The shocking claims made by a woman who lost two of her three children during the perilous journey were revealed by her Australian cousin to a broadcaster last night.
Zainab Abbas said Abdullah Kurdi, the father of Aylan, was the driver of the boat which capsized in the Agean Sea and had lied to the world.
Mr Kurdi has previously claimed he took over the wheel at the dinghy when the captain panicked and jumped ship into the water.
An outpouring of sympathy and support for refugees followed the photo of Aylan's body washed up on Turkish shores.
Yet some have begun to pick holes in Mr Kurdi's story, with some claiming the images were manipulated and Aylan's body had been moved in order to take a more effective photos, according to the French newspaper Le Monde.
Ms Tahseen told The Sydney Daily Telegraph her cousin told her Mr Kurdi was definitely at the wheel of the doomed boat for the entire journey.
Mrs Abbas was at the back of the boat with her two children who died Haider, 9, and Zanab, 11, while her husband Ahmed Hadi was at the front with their youngest daughter Rawan when boat flipped.
Ms Tahseen said: “Zanab asked Abdullah Kurdi for life jackets. He gave them four but they were five. She didn’t wear a life jacket.
But Ms Abbas told her Sydney-based cousin Lara Tahseen that she paid USD 10,000 for the voyage which was captained by Aylan's father.
Ms Tahseen said: “He was a smuggler, yes, he was the one driving the boat.
She claimed another human trafficker to whom the Abbas family paid the money had told them the captain was taking his own children on the voyage.

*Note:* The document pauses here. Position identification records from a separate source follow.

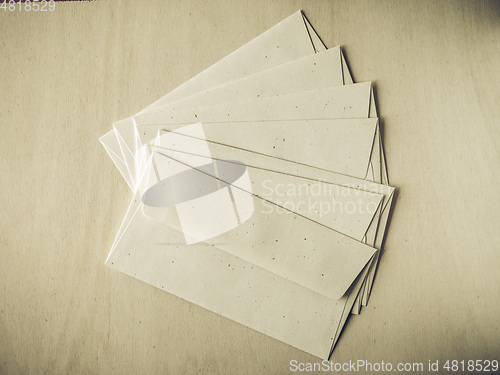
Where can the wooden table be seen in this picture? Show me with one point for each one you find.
(67, 74)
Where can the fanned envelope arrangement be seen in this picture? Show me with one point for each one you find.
(260, 189)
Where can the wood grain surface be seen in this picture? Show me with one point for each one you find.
(66, 75)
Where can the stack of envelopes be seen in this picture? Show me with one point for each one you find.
(260, 189)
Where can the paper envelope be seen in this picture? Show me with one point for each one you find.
(298, 331)
(289, 40)
(128, 155)
(229, 286)
(298, 98)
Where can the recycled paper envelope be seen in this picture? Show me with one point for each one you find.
(329, 270)
(354, 97)
(228, 285)
(242, 111)
(131, 159)
(298, 339)
(178, 270)
(289, 40)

Ms Abbas said via her cousin: He said ‘don’t worry, the captain of the boat, the driver, is going to bring his two kids and his wife.
The Iraqi mother said the boat was travelling faster than its capacity and was overcrowded with desperate refugees.

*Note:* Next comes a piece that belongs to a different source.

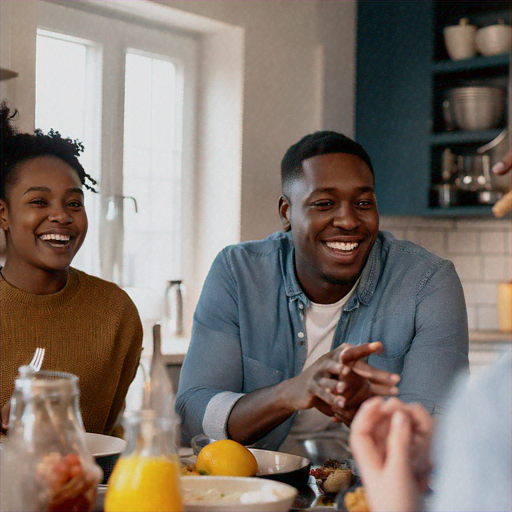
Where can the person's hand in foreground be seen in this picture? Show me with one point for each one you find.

He was the one driving the boat right from the start. When they set off five minutes in he was looking left and right, worried, then he was speeding. Even his wife was screaming at him to slow down.
The family of five was told there would only be six people on the boat - but when they boarded there were 14.
Ms Abbas told her cousin: He was going crazy, like speed.
Turkish authorities have charged four men over the incident which killed at least 12 people - but Mr Kurdi was not one of them.
The devastated father denied the claims last night, saying: I lost my family, I lost my life, I lost everything, so let them say whatever they want.
Ms Abbas, her husband and their third child survived the tragedy. The bodies of their two children who perished arrived in Baghdad on Wednesday.[1]